Boot Camp for New Moms really started in 1990, with the creation of
Boot Camp for New Dads.
Founder Greg Bishop was one of 13 kids and grew up taking care of babies. When he had his first child and friends starting asking him for advice, he realized that men would get a better start (and more confidence) as fathers if they just had a little information they could trust going into it.
He arranged a workshop at the local hospital for “rookie” dads-to-be and invited friends with their babies to join them. When some of the rookie dads said that they had never held a baby, the veteran dads handed them theirs. For three hours, the rookies watched the veterans take care of their babies without a mom in sight. No question was stupid, no topic off-limits. It was like a nursery in a locker room.

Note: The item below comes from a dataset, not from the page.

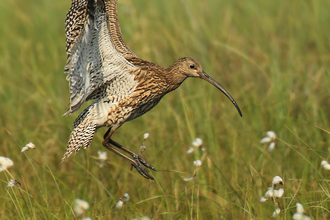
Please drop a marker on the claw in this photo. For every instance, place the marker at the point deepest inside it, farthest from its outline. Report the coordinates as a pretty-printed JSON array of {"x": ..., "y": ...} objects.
[
  {"x": 143, "y": 161},
  {"x": 144, "y": 172}
]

Over the years, we were often asked why there wasn’t a Boot Camp for New Moms. We figured there were already plenty of resources for moms-to-be, between classes, magazines, the internet, and of course, friends and family, who always seem to have plenty of advice for expectant moms. And, unlike most guys, women talk to each other about motherhood, right?
But as we talked to hundreds of new moms around the country we discovered that while there are plenty of resources for moms-to-be, there aren’t any that inform her of what’s going on with Dad and how they can bring out the best in each other when they’re starting their new family. There are lots of classes that tell her what to expect during labor and delivery, but none that help her navigate the changes in her relationship and life once she brings this new little human home. And although friends and family can be a valuable resource, nothing replaces the value of sitting down and getting straight answers from women who were just in mom-to-be’s shoes and are willing to share what worked best for them and what they learned that will be valuable for expectant moms to know.
Boot Camp for New Moms is growing rapidly because moms today recognize the value of information they can trust when they’re becoming moms. They want a happy family and a strong relationship with dad once their baby comes. They know that they’re about to navigate one of life’s biggest events and a little information they can trust will lower their anxiety and increase their confidence.